- Meeting abstract
- Open Access
Protection of inflammation-related bone loss by OPG and TNF-α antibodies through distinct mechanisms in collagen-induced arthritis
Arthritis Res Thervolume 6, Article number: 62 (2004)
Focal and systemic bone loss in rheumatoid arthritis (RA) involves several cytokines such as RANKL, which is secreted by both osteoblasts and activated lymphocytes, and TNF-α. Anti-TNF-α antibodies decrease articular inflammation and bone erosions, but the effect on bone remains to be elucidated. Osteoprotegerin (OPG) inhibits bone resorption.
We conducted the study to evaluate the respective and combined effect of OPG and anti-TNF-α antibodies on inflammation and on bone remodelling.
DBA/1 mice were immunized then treated at the onset of arthritis with OPG-Fc or anti-TNF-α antibodies or with both OPG-Fc + anti-TNF-α antibodies or saline; one group of mice remained untreated (naïve). Deoxypyridinoline changes (Δ D-Pyr) in urine, bone mineral density gain (Δ BMD) at the total body level, and histomorphometric parameters at the femur metaphysis were measured.

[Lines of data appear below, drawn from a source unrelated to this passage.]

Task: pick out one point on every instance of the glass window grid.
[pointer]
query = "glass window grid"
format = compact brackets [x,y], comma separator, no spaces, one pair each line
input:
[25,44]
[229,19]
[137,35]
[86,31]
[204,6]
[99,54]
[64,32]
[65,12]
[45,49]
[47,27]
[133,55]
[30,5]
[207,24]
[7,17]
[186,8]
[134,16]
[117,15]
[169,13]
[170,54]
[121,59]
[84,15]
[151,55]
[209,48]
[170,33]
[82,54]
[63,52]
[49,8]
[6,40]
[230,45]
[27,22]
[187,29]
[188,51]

Anti-TNF-α antibodies but not OPG decreased clinical and histological scores (P < 0.02 versus saline). Δ BMD was lower in saline-treated CIA mice than in naïve mice (P < 0.01), suggesting the effect of inflammation on bone loss. OPG and anti-TNF-α antibodies increased ΔBMD compared with saline (P < 0.001 and P < 0.05, respectively). ΔD-Pyr decreased by 65% with OPG and by 7% with saline (P < 0.001), but by 13% when mice were treated with TNF-α antibodies (NS). Compared with saline, OPG induced increased trabecular (Tb) bone volume (P < 0.02), decreased Tb spacing (P < 0.02) and decreased BFR/BS (P < 0.01). In contrast, the anti-TNF-α antibody treated group showed no significant changes in Tb bone volume and Tb spacing compared with saline, but Tb thickness was greater (P < 0.02), close to that in naïve mice, suggesting a protective effect on bone formation. There was no additive effect of OPG and anti-TNF-α antibodies on any parameter.
Administration of OPG and anti-TNF-α antibodies prevented bone loss in CIA mice through distinct mechanisms involving inhibition of bone resorption and formation. Combinations of both treatments must be further investigated.